The letter is attributed to R.K. Gaur, the press information officer and spokesman for the CBI.
Government sources said the rejoinder was drafted by the CBI, vetted by the information and broadcasting ministry and cleared by the PMO. Normally, whenever the government wants to contest reports in a foreign publication, it is the diplomatic mission in the country where it has been published that issues such a clarification.
Asked why the CBI picked out The Times while several newspapers had commented on the raids, Gaur told The Telegraph that the agency had issued a detailed clarification on the raids the very next day itself for the Indian media. But that clarification had not offered to the Indian media the wisdom the CBI has now tried to drill into The Times and had confined itself to the details of the case.
The letter said the editorial was "one-sided" and it failed to consider the investigation history of the case against RRPR Holdings (of Radhika Roy and Prannoy Roy of NDTV) by different tax and law enforcement agencies in India since 2011.
While the CBI may be competent to comment on the case, the investigation agency has gone far beyond its brief by speaking up for the information and broadcasting ministry, too.
In its editorial, The Times had referred to how NDTV Hindi was taken off air for a day for its reporting on the Pathankot airbase attack.
The CBI chose it fit to comment on that as well. "Your editorial states that NDTV Hindi was taken off the air for a day for reporting on a sensitive attack on an air base. The decision was arrived at after a proper inquiry in which NDTV also participated. No democracy can allow the country's security and public safety to be compromised by irresponsible reporting of terrorist incidents."
On the NDTV investigation, the CBI said: "In this entire case, due process of law is being followed. India has a robust and independent judiciary that strongly protects democratic freedom and that an aggrieved person can always approach. India does not require any lesson on freedom of the press from The Times. Our institutions and traditions are nurtured by our rich and diverse cultural heritage and democratic ethos."
Had the CBI stopped at stating the facts of the case, the rejoinder is unlikely to have been questioned.

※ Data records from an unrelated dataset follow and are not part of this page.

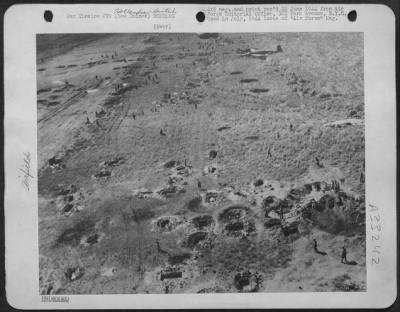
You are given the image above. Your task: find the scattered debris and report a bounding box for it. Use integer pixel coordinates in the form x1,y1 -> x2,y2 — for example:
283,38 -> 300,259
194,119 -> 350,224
64,266 -> 84,282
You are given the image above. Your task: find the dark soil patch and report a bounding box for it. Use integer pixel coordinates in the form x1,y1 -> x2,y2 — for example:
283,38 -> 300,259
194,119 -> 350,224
192,215 -> 214,230
253,179 -> 264,187
187,232 -> 208,248
132,204 -> 156,223
225,220 -> 244,232
198,33 -> 219,40
318,194 -> 335,211
217,126 -> 231,131
240,79 -> 258,83
187,196 -> 204,212
62,204 -> 74,213
244,135 -> 260,141
264,218 -> 281,228
218,205 -> 250,222
36,88 -> 51,94
164,160 -> 178,169
168,252 -> 192,265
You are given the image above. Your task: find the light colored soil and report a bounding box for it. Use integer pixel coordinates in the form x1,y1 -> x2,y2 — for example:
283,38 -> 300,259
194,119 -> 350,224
37,33 -> 366,294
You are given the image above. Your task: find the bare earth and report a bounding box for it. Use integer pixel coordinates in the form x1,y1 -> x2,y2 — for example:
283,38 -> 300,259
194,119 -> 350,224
37,33 -> 366,294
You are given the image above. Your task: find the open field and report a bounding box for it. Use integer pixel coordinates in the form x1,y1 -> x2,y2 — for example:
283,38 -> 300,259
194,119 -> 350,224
37,33 -> 366,294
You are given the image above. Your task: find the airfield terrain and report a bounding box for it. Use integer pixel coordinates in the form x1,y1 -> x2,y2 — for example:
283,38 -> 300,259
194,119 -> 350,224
37,33 -> 366,294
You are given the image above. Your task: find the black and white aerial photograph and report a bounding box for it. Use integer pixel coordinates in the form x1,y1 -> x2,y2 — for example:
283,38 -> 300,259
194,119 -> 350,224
36,32 -> 367,296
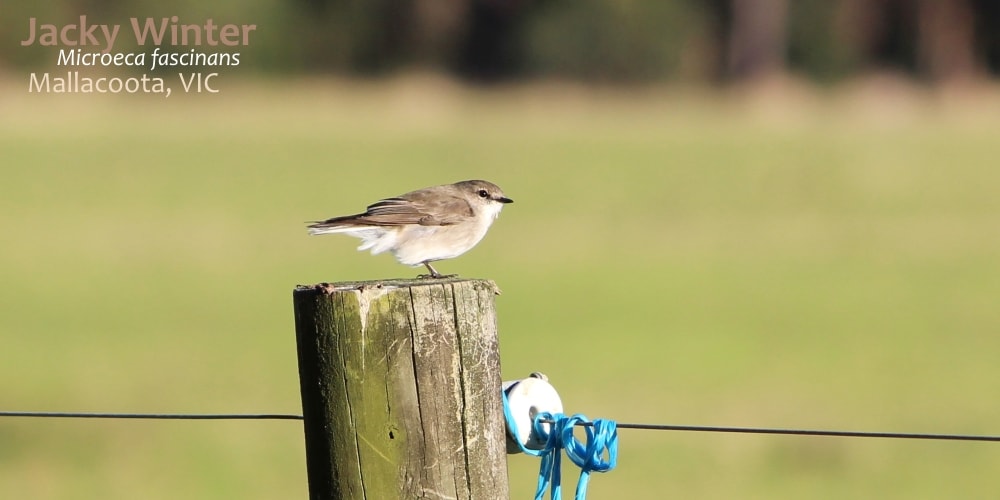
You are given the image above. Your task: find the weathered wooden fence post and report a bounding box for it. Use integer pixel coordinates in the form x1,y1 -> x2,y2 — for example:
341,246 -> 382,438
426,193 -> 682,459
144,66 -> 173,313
293,279 -> 508,500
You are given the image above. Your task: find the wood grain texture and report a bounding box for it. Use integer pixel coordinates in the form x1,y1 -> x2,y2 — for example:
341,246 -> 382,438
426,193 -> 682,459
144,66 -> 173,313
293,279 -> 508,500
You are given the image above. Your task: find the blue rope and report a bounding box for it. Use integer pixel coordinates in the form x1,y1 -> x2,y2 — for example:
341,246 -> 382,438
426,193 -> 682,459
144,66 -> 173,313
503,392 -> 618,500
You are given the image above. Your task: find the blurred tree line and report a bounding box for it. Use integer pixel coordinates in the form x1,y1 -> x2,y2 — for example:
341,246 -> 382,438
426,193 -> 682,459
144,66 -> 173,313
0,0 -> 1000,82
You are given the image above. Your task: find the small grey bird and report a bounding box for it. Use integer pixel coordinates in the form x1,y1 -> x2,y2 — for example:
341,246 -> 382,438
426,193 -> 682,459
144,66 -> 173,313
309,180 -> 514,278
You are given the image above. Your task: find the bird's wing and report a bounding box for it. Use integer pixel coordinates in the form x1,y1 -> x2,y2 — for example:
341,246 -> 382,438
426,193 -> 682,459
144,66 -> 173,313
363,190 -> 474,226
309,189 -> 474,229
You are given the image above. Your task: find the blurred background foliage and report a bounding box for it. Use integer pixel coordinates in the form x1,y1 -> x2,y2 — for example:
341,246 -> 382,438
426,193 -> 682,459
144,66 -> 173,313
0,0 -> 1000,82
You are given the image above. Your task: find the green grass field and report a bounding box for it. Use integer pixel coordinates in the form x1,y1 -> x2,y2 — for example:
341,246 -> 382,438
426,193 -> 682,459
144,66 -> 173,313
0,79 -> 1000,500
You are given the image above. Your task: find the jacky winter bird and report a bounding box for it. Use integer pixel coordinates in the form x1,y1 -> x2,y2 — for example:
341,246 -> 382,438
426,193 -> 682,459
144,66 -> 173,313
309,180 -> 514,278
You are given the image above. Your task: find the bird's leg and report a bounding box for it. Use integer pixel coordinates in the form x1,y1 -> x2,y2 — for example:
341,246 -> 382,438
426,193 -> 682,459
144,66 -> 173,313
417,260 -> 458,279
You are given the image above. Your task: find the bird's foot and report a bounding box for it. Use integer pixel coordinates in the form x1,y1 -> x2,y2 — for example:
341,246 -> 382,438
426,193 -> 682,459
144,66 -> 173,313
417,274 -> 458,280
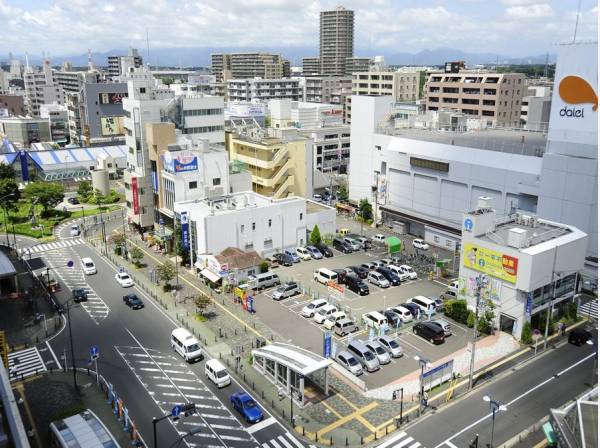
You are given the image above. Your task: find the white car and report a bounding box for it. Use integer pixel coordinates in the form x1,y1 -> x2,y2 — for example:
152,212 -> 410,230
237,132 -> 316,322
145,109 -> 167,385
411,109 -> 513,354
413,238 -> 429,250
115,272 -> 133,288
296,247 -> 312,261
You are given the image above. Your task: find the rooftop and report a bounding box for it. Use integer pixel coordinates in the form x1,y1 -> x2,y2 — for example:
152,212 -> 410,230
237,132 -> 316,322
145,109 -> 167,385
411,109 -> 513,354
376,126 -> 547,157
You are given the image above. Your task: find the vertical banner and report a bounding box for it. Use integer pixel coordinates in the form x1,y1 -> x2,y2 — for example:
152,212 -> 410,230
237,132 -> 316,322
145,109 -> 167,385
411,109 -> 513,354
131,177 -> 140,215
181,212 -> 190,250
19,151 -> 29,182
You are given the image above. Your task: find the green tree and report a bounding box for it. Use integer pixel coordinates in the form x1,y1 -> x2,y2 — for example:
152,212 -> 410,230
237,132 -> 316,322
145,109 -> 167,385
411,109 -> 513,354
356,198 -> 373,235
0,163 -> 17,180
337,185 -> 348,202
129,246 -> 144,267
0,178 -> 21,210
25,182 -> 65,216
310,224 -> 321,246
77,181 -> 94,202
156,260 -> 177,290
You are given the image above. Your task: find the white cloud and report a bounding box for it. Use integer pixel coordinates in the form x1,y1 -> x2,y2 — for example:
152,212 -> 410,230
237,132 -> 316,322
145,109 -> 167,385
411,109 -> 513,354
506,3 -> 554,19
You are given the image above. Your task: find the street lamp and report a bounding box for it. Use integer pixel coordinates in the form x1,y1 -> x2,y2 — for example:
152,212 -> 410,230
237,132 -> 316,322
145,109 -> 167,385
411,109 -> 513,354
483,395 -> 507,448
413,355 -> 431,415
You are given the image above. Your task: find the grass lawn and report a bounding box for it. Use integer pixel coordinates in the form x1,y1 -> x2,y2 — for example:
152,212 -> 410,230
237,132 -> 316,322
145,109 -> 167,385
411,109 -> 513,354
0,200 -> 120,239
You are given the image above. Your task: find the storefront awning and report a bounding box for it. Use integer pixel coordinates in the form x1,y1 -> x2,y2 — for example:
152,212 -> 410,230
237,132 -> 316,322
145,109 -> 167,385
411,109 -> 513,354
200,268 -> 221,283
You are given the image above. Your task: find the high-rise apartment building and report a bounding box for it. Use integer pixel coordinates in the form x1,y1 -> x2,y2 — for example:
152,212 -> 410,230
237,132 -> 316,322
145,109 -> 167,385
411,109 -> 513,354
319,6 -> 354,76
24,59 -> 65,117
424,71 -> 527,127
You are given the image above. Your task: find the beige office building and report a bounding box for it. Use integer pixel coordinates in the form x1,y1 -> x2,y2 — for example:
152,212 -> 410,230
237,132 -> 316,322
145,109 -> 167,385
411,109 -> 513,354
424,71 -> 527,127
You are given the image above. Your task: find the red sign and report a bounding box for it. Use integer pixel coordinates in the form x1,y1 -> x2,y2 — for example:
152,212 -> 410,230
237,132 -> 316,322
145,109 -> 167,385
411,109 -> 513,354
131,177 -> 140,215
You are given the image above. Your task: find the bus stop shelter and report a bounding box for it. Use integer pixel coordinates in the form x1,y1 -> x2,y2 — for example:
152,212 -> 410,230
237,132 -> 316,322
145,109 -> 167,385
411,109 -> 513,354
252,342 -> 332,406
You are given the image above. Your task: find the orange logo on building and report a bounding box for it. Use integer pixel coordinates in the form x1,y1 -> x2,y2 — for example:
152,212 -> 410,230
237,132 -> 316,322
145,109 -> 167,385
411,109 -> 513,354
558,75 -> 598,110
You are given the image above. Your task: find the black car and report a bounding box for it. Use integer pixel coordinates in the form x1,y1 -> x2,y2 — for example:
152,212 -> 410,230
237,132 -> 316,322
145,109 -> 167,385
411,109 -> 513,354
346,275 -> 369,296
413,322 -> 445,345
73,288 -> 87,303
348,266 -> 369,279
569,328 -> 592,346
273,253 -> 294,266
376,268 -> 402,286
315,243 -> 333,258
333,238 -> 352,254
123,294 -> 144,310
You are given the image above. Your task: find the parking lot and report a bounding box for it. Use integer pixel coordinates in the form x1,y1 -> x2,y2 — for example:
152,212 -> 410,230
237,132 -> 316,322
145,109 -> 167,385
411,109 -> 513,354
255,238 -> 468,389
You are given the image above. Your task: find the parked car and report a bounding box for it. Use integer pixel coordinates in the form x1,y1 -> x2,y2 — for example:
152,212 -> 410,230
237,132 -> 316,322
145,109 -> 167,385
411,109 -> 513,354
431,319 -> 452,336
123,294 -> 144,310
346,275 -> 369,296
283,249 -> 300,263
296,247 -> 312,261
333,238 -> 352,254
377,267 -> 402,286
377,335 -> 404,358
300,299 -> 328,318
115,272 -> 133,288
413,238 -> 429,250
335,351 -> 362,376
371,233 -> 385,244
271,282 -> 300,300
348,266 -> 369,279
229,392 -> 264,423
367,271 -> 390,288
306,246 -> 323,260
273,253 -> 294,266
365,341 -> 391,365
72,288 -> 87,303
315,243 -> 333,258
413,322 -> 445,345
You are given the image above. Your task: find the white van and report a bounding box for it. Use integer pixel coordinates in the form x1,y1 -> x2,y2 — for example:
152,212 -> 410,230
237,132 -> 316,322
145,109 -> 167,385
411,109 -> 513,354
363,311 -> 387,330
171,328 -> 204,362
204,359 -> 231,388
81,257 -> 98,275
313,268 -> 337,285
406,296 -> 436,315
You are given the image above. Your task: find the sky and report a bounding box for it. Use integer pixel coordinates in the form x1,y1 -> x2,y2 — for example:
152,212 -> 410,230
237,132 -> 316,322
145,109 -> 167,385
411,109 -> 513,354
0,0 -> 598,57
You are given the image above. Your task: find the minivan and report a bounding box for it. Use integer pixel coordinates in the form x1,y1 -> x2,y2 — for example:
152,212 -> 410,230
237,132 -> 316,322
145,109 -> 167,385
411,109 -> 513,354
313,268 -> 337,285
413,322 -> 445,344
346,275 -> 369,296
300,299 -> 328,317
333,319 -> 358,336
248,271 -> 281,289
81,257 -> 98,275
367,271 -> 390,288
362,311 -> 387,330
406,296 -> 436,316
204,359 -> 231,389
333,238 -> 352,254
348,341 -> 379,372
171,328 -> 204,362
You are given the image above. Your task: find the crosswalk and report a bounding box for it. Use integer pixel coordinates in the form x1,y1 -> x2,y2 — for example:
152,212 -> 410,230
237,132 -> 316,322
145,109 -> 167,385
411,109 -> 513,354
579,299 -> 598,319
18,238 -> 84,256
377,431 -> 424,448
8,347 -> 46,381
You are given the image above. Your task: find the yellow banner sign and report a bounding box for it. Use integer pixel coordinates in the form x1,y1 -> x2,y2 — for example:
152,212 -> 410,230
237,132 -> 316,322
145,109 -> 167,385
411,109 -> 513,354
463,243 -> 519,283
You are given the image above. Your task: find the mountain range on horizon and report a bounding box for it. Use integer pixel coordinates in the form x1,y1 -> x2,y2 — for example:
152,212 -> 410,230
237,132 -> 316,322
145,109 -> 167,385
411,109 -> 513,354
0,47 -> 556,67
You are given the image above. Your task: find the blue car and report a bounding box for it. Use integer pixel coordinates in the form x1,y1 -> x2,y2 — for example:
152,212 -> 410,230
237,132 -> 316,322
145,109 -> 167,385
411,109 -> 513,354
283,249 -> 300,263
229,392 -> 264,423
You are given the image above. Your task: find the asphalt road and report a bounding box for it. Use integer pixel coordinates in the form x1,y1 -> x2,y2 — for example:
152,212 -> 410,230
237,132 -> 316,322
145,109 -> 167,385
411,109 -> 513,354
17,233 -> 305,448
384,344 -> 594,448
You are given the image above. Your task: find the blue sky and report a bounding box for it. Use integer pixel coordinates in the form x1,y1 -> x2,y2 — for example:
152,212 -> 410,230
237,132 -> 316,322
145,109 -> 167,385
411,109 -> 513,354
0,0 -> 598,56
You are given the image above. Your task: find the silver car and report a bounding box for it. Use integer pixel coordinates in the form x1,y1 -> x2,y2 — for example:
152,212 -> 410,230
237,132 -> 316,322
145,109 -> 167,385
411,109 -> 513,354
377,335 -> 404,358
365,341 -> 391,364
335,351 -> 362,376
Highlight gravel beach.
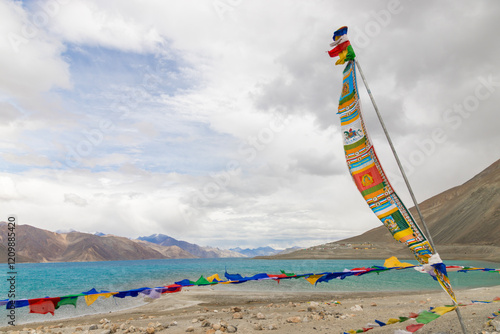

Delhi chief minister Arvind Kejriwal's media adviser Nagendra Sharma was quick on the draw: "Was the CBI rejoinder to NYT on NDTV outsourced? Else why is the CBI answering the one-day ban on NDTV India in its rebuttal instead of MIB (information and broadcasting ministry)?"
It may be a coincidence but information and broadcasting minister Venkaiah Naidu had also found himself at the receiving end of Shourie's withering words when the former editor spoke at Press Club of India last Friday on the need to defend the freedom of the media.
CPM's Sitaram Yechury tweeted today: "This govt has time & resources to respond to a foreign newspaper's edit, but no empathy for farmers suffering and dying across India. #Shame."
Congress spokesperson Priyanka Chaturvedi also weighed in. "India ranked 136/180 (on the World Freedom Index), however CBI to NYT: 'India dsnt require any lesson on freedom of the press from The Times."
On the 2017 Freedom Index, brought out by the Paris-based global media watchdog Reporters Sans Frontiers - India had slipped three notches from 133 to 136 over the past year.